Definitions of Multicultural EducationNumerous definitions of multicultural education have been proposed or espoused by scholars, researchers and organizations over the past 30 years. To assist researchers, teachers, educators, and parents in understanding and implementing multicultural education, the National Association for Multicultural Education defines multicultural education below.
Multicultural education is a philosophical concept built on the ideals of freedom, justice, equality, equity, and human dignity as acknowledged in various documents, such as the U.S. Declaration of Independence, constitutions of South Africa and the United States, and the Universal Declaration of Human Rights adopted by the United Nations. It affirms our need to prepare students for their responsibilities in an interdependent world. It recognizes the role schools can play in developing the attitudes and values necessary for a democratic society. It values cultural differences and affirms the pluralism that students, their communities, and teachers reflect. It challenges all forms of discrimination in schools and society through the promotion of democratic principles of social justice.
Multicultural education is a process that permeates all aspects of school practices, policies and organization as a means to ensure the highest levels of academic achievement for all students. It helps students develop a positive self-concept by providing knowledge about the histories, cultures, and contributions of diverse groups. It prepares all students to work actively toward structural equality in organizations and institutions by providing the knowledge, dispositions, and skills for the redistribution of power and income among diverse groups. Thus, school curriculum must directly address issues of racism, sexism, classism, linguicism, ablism, ageism, heterosexism, religious intolerance, and xenophobia.
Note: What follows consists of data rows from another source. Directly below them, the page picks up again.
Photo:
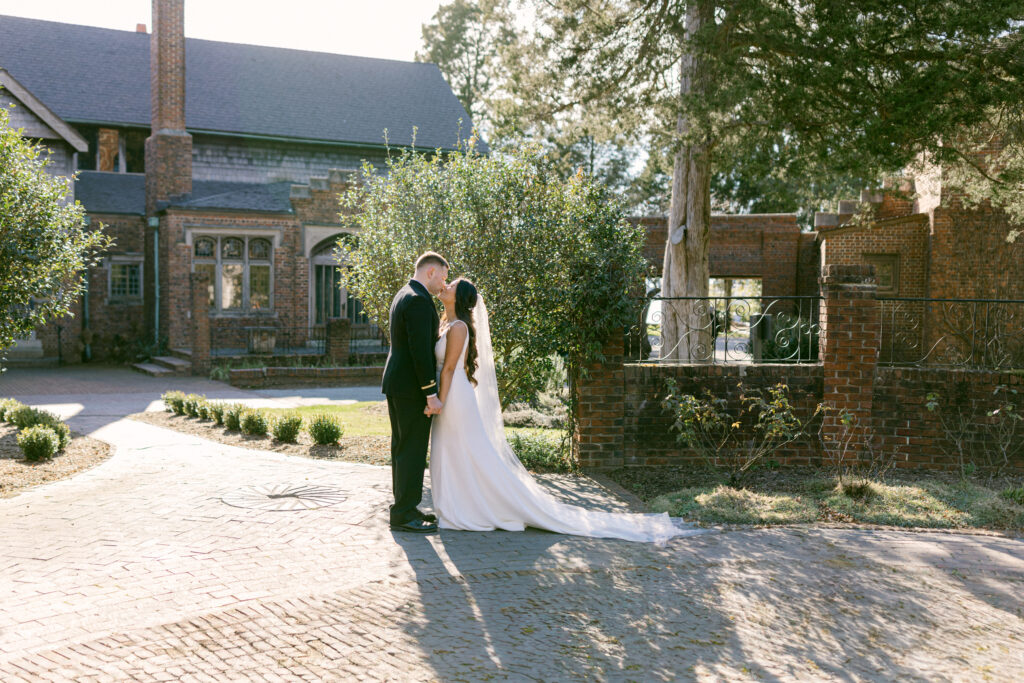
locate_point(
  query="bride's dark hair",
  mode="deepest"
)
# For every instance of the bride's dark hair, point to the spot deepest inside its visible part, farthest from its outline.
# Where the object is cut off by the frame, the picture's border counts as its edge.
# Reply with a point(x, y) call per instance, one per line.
point(465, 302)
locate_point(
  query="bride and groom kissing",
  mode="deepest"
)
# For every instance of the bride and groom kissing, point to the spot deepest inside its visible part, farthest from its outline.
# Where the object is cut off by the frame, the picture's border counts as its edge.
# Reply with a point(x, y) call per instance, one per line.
point(441, 390)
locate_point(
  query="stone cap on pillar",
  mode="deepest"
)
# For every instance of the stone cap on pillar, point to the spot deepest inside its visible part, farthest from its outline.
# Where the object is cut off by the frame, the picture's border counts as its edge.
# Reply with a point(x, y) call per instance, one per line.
point(859, 273)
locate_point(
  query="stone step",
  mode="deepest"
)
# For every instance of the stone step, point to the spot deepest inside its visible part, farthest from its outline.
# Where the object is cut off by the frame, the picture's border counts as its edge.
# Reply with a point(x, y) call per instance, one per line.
point(153, 370)
point(178, 366)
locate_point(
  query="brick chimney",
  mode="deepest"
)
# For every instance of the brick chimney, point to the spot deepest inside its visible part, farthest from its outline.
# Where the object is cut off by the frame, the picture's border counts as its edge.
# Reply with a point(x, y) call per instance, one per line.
point(168, 150)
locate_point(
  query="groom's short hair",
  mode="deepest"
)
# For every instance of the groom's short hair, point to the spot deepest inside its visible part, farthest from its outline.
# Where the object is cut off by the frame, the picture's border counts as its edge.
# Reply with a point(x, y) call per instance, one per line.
point(430, 258)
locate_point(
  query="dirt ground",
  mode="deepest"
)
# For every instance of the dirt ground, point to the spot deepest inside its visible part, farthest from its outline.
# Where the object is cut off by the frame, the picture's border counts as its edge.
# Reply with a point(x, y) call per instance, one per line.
point(16, 474)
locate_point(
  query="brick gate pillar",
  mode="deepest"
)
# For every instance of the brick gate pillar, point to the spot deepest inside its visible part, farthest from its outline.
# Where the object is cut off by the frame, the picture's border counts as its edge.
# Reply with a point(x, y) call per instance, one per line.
point(339, 333)
point(850, 340)
point(597, 442)
point(201, 323)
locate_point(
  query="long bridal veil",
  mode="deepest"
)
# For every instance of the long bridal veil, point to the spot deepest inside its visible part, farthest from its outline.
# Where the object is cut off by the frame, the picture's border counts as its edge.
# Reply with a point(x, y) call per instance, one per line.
point(486, 390)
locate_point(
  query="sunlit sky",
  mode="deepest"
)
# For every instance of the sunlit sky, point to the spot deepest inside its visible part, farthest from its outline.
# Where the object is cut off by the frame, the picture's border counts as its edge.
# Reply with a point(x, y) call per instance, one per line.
point(388, 29)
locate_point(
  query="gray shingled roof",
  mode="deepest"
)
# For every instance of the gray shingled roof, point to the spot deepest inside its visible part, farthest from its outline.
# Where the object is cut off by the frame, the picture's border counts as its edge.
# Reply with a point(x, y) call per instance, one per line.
point(125, 193)
point(86, 74)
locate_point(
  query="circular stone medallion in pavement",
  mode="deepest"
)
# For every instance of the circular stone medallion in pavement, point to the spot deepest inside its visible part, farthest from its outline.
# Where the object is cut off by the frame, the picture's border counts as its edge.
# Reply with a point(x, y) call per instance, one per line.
point(285, 497)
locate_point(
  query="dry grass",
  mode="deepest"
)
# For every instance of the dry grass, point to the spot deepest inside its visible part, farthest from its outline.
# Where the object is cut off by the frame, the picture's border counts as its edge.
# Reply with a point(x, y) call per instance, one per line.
point(16, 474)
point(792, 496)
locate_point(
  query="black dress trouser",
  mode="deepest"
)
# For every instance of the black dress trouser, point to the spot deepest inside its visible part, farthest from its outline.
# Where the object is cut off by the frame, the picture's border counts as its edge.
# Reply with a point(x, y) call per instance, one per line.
point(410, 436)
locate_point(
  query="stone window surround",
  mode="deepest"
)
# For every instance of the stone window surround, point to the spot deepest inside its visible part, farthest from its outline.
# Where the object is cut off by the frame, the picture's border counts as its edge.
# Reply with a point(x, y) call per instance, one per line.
point(124, 259)
point(272, 235)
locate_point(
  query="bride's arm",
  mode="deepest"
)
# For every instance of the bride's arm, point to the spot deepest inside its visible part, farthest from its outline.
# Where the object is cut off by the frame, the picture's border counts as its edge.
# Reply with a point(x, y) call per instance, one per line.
point(456, 338)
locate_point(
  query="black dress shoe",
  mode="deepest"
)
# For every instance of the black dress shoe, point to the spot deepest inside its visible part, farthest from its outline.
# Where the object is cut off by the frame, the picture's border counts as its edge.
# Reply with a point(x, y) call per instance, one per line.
point(416, 526)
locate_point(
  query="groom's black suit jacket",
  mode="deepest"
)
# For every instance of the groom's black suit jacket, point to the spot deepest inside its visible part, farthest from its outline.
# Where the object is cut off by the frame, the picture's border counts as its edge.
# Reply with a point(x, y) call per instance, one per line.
point(411, 369)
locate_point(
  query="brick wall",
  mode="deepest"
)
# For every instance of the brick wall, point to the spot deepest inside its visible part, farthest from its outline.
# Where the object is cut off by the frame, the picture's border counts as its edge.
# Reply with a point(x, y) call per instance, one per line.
point(906, 428)
point(906, 238)
point(291, 270)
point(597, 442)
point(770, 247)
point(648, 439)
point(970, 254)
point(621, 420)
point(902, 425)
point(317, 203)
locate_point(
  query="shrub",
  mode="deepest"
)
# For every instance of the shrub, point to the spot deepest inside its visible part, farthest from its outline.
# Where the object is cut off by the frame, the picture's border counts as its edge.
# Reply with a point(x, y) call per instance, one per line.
point(538, 452)
point(858, 491)
point(232, 416)
point(326, 429)
point(38, 442)
point(26, 416)
point(764, 422)
point(174, 401)
point(216, 412)
point(254, 423)
point(192, 402)
point(6, 406)
point(203, 408)
point(1014, 495)
point(287, 428)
Multicultural education advocates the belief that students and their life histories and experiences should be placed at the center of the teaching and learning process and that pedagogy should occur in a context that is familiar to students and that addresses multiple ways of thinking. In addition, teachers and students must critically analyze oppression and power relations in their communities, society and the world.
To accomplish these goals, multicultural education demands a school staff that is culturally competent, and to the greatest extent possible racially, culturally, and linguistically diverse. Staff must be multiculturally literate and capable of including and embracing families and communities to create an environment that is supportive of multiple perspectives, experiences, and democracy. Multicultural education requires comprehensive school reform as multicultural education must pervade all aspects of the school community and organization.
Recognizing that equality and equity are not the same thing, multicultural education attempts to offer all students an equitable educational opportunity, while at the same time, encouraging students to critique society in the interest of social justice.